福祉や離島振興、愛媛県のインフラ整備といった3期18年にわたる活動の成果や、今後の党や政治の思いを聞いた。
-政治活動の成果は
党内で中四国を担当し、現場第一主義、人間主義を信条に歩んできた。障害のある娘の存在もあって、障害福祉分野に注力。
18年で数千の施設を訪ねて制度のはざまで支援を受けられない人々の声を国会に届け、超党派の議員連盟をつくって、障害者基本法、障害者差別解消法など29本の法整備に関わった。支援や予算が大きく拡充された。
離島振興など地方創生にも力を注いだ。18年で115の島を巡り、急速に進む人口減少や少子高齢化に向き合い、IBMでの勤務経験を生かして、遠隔医療やドローン活用など政策を進め、地方全体への波及を目指した。
愛媛のインフラ整備の遅れを是正すべく、国との橋渡し役を務め、高速道路の未整備間の解消を知事や市長とともに国土交通大臣へ訴えた。

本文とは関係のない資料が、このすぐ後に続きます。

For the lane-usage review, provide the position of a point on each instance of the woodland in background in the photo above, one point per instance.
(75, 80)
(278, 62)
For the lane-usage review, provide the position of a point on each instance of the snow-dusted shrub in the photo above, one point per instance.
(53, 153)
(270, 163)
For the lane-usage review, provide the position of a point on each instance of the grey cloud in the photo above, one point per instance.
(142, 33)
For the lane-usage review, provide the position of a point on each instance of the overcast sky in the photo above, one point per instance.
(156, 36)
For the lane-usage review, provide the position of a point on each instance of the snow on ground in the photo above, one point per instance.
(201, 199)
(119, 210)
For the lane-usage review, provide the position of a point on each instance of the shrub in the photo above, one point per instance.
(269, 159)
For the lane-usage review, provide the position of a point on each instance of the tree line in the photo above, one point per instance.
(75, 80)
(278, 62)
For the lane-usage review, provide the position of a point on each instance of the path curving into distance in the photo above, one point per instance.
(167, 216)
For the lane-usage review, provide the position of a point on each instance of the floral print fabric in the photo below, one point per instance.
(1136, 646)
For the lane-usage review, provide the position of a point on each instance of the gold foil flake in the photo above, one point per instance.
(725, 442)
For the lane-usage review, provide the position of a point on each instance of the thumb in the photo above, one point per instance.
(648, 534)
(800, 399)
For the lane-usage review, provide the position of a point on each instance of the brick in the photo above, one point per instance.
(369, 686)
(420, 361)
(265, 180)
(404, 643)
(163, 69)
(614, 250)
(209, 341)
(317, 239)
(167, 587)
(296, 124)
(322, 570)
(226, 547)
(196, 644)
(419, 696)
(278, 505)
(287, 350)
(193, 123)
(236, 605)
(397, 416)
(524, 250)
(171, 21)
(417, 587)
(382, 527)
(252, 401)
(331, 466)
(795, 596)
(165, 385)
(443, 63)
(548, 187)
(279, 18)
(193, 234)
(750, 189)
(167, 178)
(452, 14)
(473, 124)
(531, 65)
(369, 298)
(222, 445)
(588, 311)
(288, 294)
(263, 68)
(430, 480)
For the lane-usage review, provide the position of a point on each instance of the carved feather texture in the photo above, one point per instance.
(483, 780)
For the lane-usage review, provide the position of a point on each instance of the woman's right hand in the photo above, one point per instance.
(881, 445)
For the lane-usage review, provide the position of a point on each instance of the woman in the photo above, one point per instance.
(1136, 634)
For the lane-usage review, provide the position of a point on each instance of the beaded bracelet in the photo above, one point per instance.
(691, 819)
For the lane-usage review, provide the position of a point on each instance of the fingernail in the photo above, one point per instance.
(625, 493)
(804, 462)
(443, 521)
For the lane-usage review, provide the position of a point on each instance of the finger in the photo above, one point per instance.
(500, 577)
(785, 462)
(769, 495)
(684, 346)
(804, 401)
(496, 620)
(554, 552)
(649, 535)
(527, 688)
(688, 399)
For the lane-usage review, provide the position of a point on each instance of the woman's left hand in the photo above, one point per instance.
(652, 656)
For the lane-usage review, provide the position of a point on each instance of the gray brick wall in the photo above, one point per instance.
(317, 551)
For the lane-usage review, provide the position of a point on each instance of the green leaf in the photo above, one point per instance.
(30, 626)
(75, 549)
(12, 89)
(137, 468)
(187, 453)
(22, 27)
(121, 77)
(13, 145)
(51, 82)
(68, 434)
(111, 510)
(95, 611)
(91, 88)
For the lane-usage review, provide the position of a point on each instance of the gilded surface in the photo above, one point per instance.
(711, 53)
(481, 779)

西日本豪雨では、被災中小企業を支援する「グループ補助金」の改善を働きかけて実現できた。
2020年に厚労副大臣に就任し、翌年にはワクチン接種担当副大臣を兼務した。
本当に大変だったが、1日100万回接種体制を構築できた。併せてヤングケアラーの課題にどうしても取り組みたかったので、政府内にプロジェクトチームを設置し、社会的認知とチェーン拡大につなげた。
-今の政治をどう捉えているか
2007年に初当選した際は、参議院で与党が少数となり、いわゆる「ねじれ国会」の始まり。2009年に政権交代があり3年3ヶ月の野党生活を経験した。

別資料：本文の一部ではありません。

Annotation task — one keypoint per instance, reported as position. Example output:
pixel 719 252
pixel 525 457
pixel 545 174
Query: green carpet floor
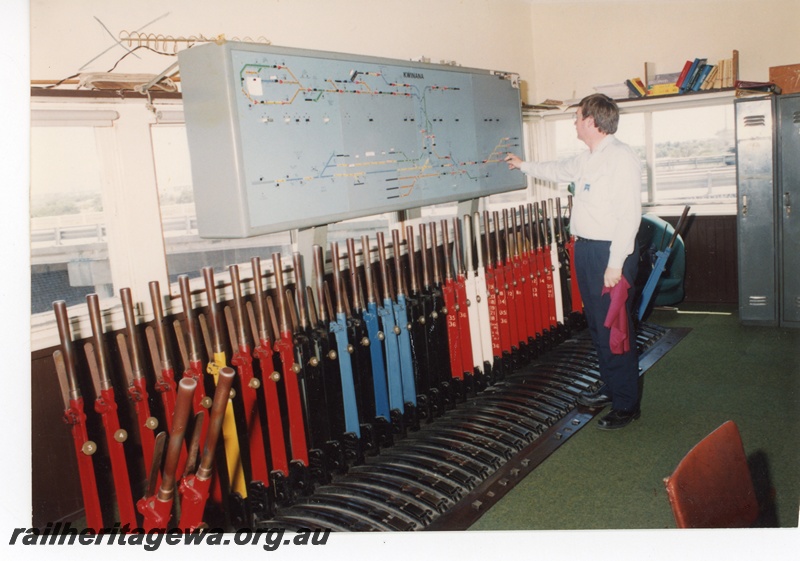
pixel 614 479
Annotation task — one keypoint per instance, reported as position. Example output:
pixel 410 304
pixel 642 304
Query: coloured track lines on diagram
pixel 278 85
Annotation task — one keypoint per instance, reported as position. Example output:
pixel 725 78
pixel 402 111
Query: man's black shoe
pixel 594 399
pixel 618 419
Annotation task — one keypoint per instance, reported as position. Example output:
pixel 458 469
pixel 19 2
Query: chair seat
pixel 712 487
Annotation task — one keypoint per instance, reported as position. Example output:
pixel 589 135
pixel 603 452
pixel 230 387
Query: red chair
pixel 712 486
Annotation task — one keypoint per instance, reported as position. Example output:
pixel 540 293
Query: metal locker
pixel 788 194
pixel 755 223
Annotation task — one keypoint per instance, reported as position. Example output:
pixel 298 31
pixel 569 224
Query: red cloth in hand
pixel 617 317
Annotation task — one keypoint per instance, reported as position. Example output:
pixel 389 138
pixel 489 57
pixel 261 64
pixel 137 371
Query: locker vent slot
pixel 755 120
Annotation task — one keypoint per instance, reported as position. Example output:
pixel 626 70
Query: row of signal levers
pixel 320 377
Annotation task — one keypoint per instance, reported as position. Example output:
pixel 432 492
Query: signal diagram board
pixel 284 138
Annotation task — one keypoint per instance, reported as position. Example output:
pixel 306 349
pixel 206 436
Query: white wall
pixel 561 48
pixel 494 35
pixel 578 45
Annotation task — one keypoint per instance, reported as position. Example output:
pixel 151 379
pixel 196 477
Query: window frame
pixel 544 148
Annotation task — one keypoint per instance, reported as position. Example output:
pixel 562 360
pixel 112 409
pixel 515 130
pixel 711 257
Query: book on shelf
pixel 684 73
pixel 702 74
pixel 708 83
pixel 662 89
pixel 691 77
pixel 636 87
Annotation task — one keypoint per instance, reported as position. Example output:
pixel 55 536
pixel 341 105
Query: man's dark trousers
pixel 618 372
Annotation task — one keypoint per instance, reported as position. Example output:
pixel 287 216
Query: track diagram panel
pixel 285 138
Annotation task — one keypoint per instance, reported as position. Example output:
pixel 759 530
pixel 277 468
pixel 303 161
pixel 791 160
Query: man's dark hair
pixel 603 109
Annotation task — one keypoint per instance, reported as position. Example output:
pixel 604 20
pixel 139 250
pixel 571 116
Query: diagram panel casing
pixel 283 138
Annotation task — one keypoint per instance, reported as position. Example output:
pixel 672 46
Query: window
pixel 69 253
pixel 688 155
pixel 694 155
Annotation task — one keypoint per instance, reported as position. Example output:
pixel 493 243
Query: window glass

2012年に与党に戻り、そして今は衆参両院で少数与党。こうした経験を通じて痛感するのは政治の安定の大切さだ。不安定だと大胆な改革や長期的取り組みや難しい。公明は、参院選の結果を真摯に受け止め変わらないといけない。
福祉教育、平和とい党原点「大衆とともに」という精神に立ち返り、自民党との関係がこのままでいいのかどうかも含めて議論する必要がある。
-今後の予定は
任期中は1日も休まず活動した。まずは家族との時間を大切にしたい。
福祉や離島・過疎振興に関わり恩返しを続けたい。